Arter’in yeni sergisi, Emre Baykal’ın küratörlüğünde Haset Husumet ve Rezalet başlığını taşıyor. Serginin en önemli tarafı sergi için üretilmiş işlerden oluşmuş olması. Arter bunu ikinci defadır yapıyor. Böylelikle tarih yazıyor. Serginin başlığı kaybolacağınız kadar genel olabilir ama sanatçılar sizi sınırlandıracak hiç merak etmeyin. Favorim Canan Şenol’un “Yalvarırım Bana Aşktan Söz Etme” isimli yerleştirmesi. Duvarlarda 1970’lere ait erotik Türk filmleri afişleri ve ortada bir camekan. İçinde bir bornoz. Bornozun arkasında ünlü dansöz Seher Şeniz’in intihar etmeden önce yazdığı mektup. Bir tür vasiyet. “Beni bornozla gömün” diyor. Şenol’un sergide aynı zamanda 1998 tarihli Şeffaf Karakol’u da bulunuyor. İşin hala taze kaldığını; siyasi gündem kadar kişisel ajandamızla uyumlu olduğunu görmek ilginç. Serginin bir diğer başrolündeki kadın sanatçı Hera Büyüktaşçıyan. Adeta küçük bir solo, bu sergide yaptığı. Bir anti-modernist olarak dikkatimizi çeken Büyüktaşçıyan, şimdiden Füsun Onur’un mirasını sırtlanıyor. O bu serginin büyük keşfi. (Mana’daki geçen yıl yaptığı işini saymazsak!) Özmen’in birbiriyle boğuşan mı, hayır daha çok birbirlerine sarıldıklarını düşündüren bayrak direkleri, Erdem Taşdelen’in 5 saatlik 5 ayrı psikoterapi seansı, Mahir Yavuz’un Husumet totemi, Nilbar Güreş’in annesiyle yaptığı Anadolu uygarlıkları müzesi gezisi izlenimleri, Yusuf Sevinçli’nin şık edebiyatında bir kırılma noktası olarak gördüğüm yaralı hatta yok olmuş anıtlar serisi, Adeback ve Ertufan ikilisinin birbirlerine methiyeler düzmelerinden oluşan filmi, Hale Tenger’in foto-koridoru, Selim Birsel’in arka bahçesi (hem kendisinin hem de bir izleyicinin dediği gibi Türkiye’nin), Berat Işık’ın büyük bir küratöryel talihsizliğe uğrayarak Şekerbank’ta gösterilen işinin telafi edilmiş hali, Diyarbakır’da bir mağaranın içini gösteren Delik’i... Hepsi sizinle tamamlanmayı, sizi o çağrışımdan bu çağrışıma sürüklemeyi bekliyor.
“Şeffaf Karakol” ve “Yalvarırım Bana Aşktan Bahsetme”.
Bu kez Borusan Art Center’ın önündeyiz.

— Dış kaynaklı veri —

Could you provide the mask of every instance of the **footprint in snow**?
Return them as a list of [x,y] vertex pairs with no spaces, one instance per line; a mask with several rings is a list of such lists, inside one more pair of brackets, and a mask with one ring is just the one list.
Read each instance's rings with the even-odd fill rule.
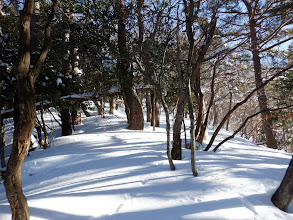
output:
[[142,185],[145,185],[148,181],[149,181],[148,179],[144,179],[144,180],[140,181],[140,183],[141,183]]

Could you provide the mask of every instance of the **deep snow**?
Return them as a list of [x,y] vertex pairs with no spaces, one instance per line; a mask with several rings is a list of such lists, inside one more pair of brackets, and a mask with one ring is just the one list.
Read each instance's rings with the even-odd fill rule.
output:
[[[126,129],[122,111],[105,118],[83,117],[72,136],[50,134],[51,147],[30,153],[23,165],[23,189],[32,220],[37,219],[293,219],[273,206],[291,155],[234,138],[217,153],[197,151],[198,177],[193,177],[190,150],[174,161],[166,156],[165,118],[154,132]],[[6,123],[11,146],[12,122]],[[210,135],[212,130],[209,131]],[[222,131],[218,143],[229,132]],[[6,148],[9,153],[9,146]],[[0,185],[0,219],[11,219]]]

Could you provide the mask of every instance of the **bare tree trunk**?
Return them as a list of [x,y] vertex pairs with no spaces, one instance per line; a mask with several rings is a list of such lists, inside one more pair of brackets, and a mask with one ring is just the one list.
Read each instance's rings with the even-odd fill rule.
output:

Sergi gençlerin sergisi olunca mekanın dışına çıkan kalabalık da hayli genç oluyor. Gaye Su Akyol onlardan biri. Yeşil farları, hipster beresiyle Seni Görmem İmkansız grubunun bu sıralar hayli konuşulan üyesi... Borusan bildiğiniz gibi genç sanatçıları Beyoğlu’nda atölye sahibi yapıyor. Akşamları kapanan bir atölye. Bu atölyede çalışanların işlerinden oluşan dördüncü serginin küratörü Necmi Sönmez. Küratör, hepsindeki ortak özelliğin “özgürlük arayışı” olduğunu söylüyor. Üzerindeki gömlek dikkat çekici... Hemen açıklıyor: “Bu, Rabia Çapa’nın 39 yıl önce başlattığı bir gelenek. Ben sürdürüyorum. O sanatçılarına açılışlarda elbise diktirir giyerdi, ben gömlek. Yağız Özgen’in tasarımı.”